2. to resign from one’s job; to stop what one is doing.

[UK]P. Cheyney Don’t Get Me Wrong (1956) 75: This is where I hand in my dinner pail [...] I sorta feel you boys are goin’ to be rough with me.
hand it out (v.) (also hand it to)

(US) to harm, to kill.

[US]H.C. Witwer Classics in Sl. 73: A pig for punishment and a spendthrift at handin’ it out.
[US]P.J. Wolfson Bodies are Dust (2019) [ebook] ‘Stein got his last night.’ ‘That baby was riding for a flop. How’d they hand it to him?’.
[UK]P. Cheyney Don’t Get Me Wrong (1956) 51: I reckon I have been a bit of a mug sleepin’ in this place [...] with an empty gun. Anybody coulda handed it out to me pronto if they’d wanted to.
[NZ]G. Meek ‘London’ in Station Days in Maoriland (1952) 100: A funny sort o’ quiver seems to grip you in its spell, / As you read how they can take it – and hand it out as well.
hand it to (v.)

1. to tell off, to reprimand, to tease.

[US]H. Green Actors’ Boarding House (1906) 9: She’ll hand it to him before he goes to the show-shop.
[US]Van Loan ‘Loosening Up of Hogan’ in Ten-Thousand-Dollar Arm 134: You handed it to him just right, Harry.

2. (orig. US black) to shoot at someone; to attack.

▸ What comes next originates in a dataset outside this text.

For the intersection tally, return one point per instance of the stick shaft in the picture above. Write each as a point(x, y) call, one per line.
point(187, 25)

[US]A.H. Lewis Apaches of N.Y. 23: ‘What was that shooting?’ ‘Oh, a couple of geeks started to hand it to each other.’.
[UK]B.E.F. Times 10 Apr. (2006) 196/1: Write me down for a two-cent boob if I don’t hand it to Willie.
[US]R. Chandler High Window 465: I hand it to her. I’d like to hand it to her with an elephant gun, but my polite breeding restrains me.
[US]Goldin et al. DAUL 90/1: Hand it to one. To assault; to shoot.
hand-me-down-the-moon (n.)

(Irish/Cork) a tall person.

[Ire]L. McInerney Glorious Heresies 90: ‘A right hand-me-down-the-moon. You couldn’t miss him’.
hand out

see separate entries.

hand over (v.)

see separate entries.

hand someone the hat (v.)

to reject, to dismiss.

[US]S. Ford Torchy 198: He was figurin’ on handin’ me my hat as I was shot out.
[US]G. Bronson-Howard God’s Man 200: Get his money – all you can – and then hand him his hat.
[UK]Wodehouse Inimitable Jeeves 21: The fuse has blown out and the girl has handed him his hat.
[US](con. 1920s) Dos Passos Big Money in USA (1966) 774: Henry Ford handed the banker his hat, and went about raising the money in his own way.
[UK]Wodehouse Mating Season 36: She would hand him his hat and make me happy.
[US]H.E. Roberts Third Ear n.p.: hand you your hat urge you to leave.
hand someone the ice-bowl (v.) [i.e. to treat coldly]

to offer a rejection, to fail to pay a debt.

[UK]A. Binstead Mop Fair 146: It galls me like sin to have to hand you the ice-bowl once again.
hand someone the kick-along (v.)

(UK tramp) to refuse someone something.

[UK]M. Marshall Travels of Tramp-Royal 96: That slop’ll pinch me for keeps if you hand me the kick-along. [Ibid.] 320: hand me the kick-along, refuse me.